Some molecules of C_11H_24 crack to produce ethene and propene. How would you write a balanced equation to show a cracking reaction which makes ethene and propene?

Aug 18, 2017

${C}_{11} {H}_{24} \to {C}_{2} {H}_{4} + {C}_{3} {H}_{6} + {C}_{6} {H}_{14}$

Explanation:

The starting molecule in the question, undecane, will break down into three products. Two are listed in your question: ethene and propene (these are alkenes). The third product is an alkane that consists of the "leftover" carbons and hydrogens.

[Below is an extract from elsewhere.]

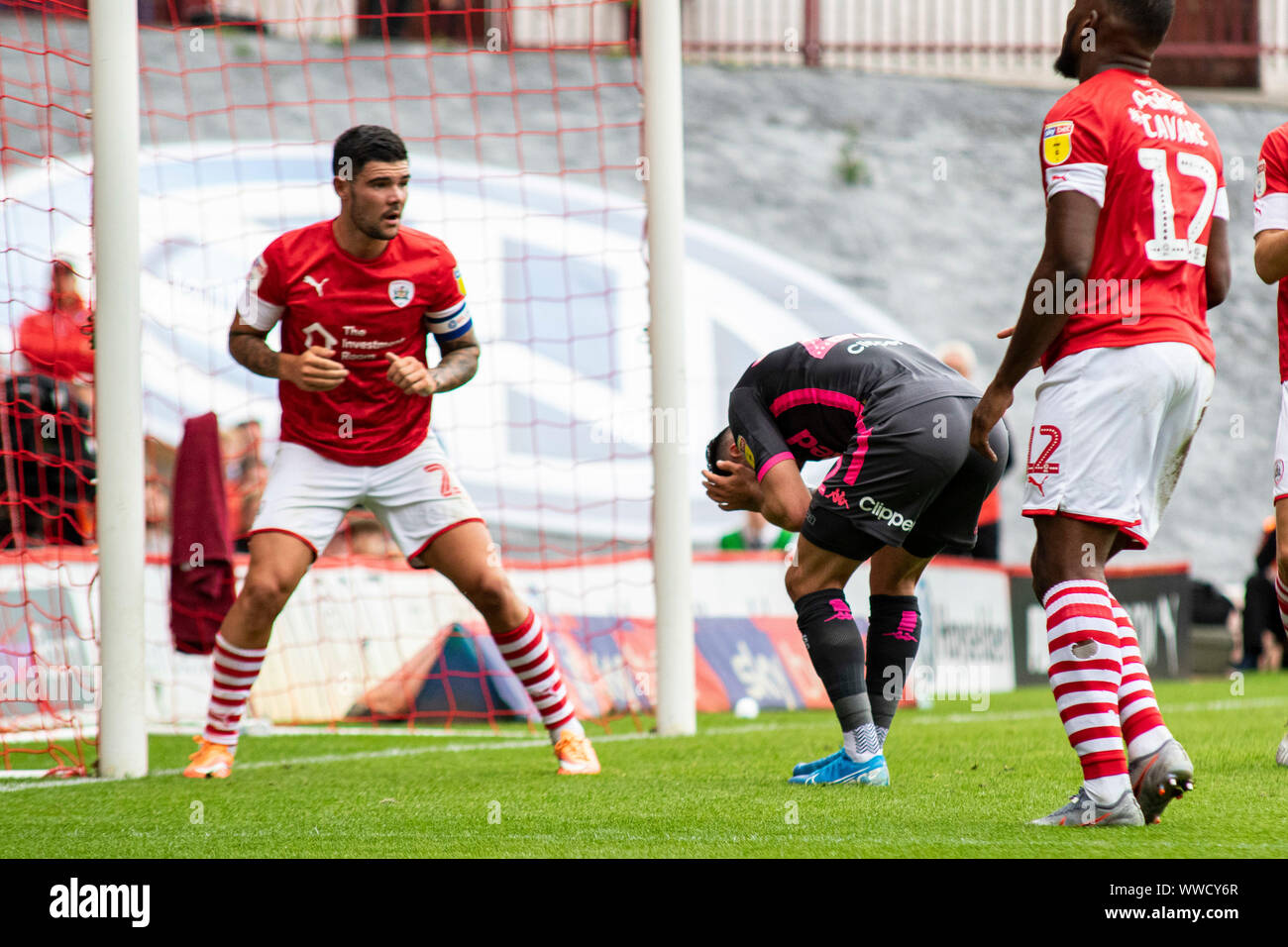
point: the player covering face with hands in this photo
(357, 299)
(905, 486)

Ethene has the formula ${C}_{2} {H}_{4}$. Propene has the formula ${C}_{3} {H}_{6}$.

So far, you have:

C_11H_24 -> C_2H_4 + C_3H_6 + C_?H_?

Remember that we have to balance the equation, so the leftover carbons and hydrogens will go to the third product. We have $11 - 2 - 3 = 6$ carbons and $24 - 4 - 6 = 14$ hydrogens. This forms the alkane known as hexane.

Now the balanced equation is:

${C}_{11} {H}_{24} \to {C}_{2} {H}_{4} + {C}_{3} {H}_{6} + {C}_{6} {H}_{14}$

Cracking involves larger alkanes, so hexane should not break down.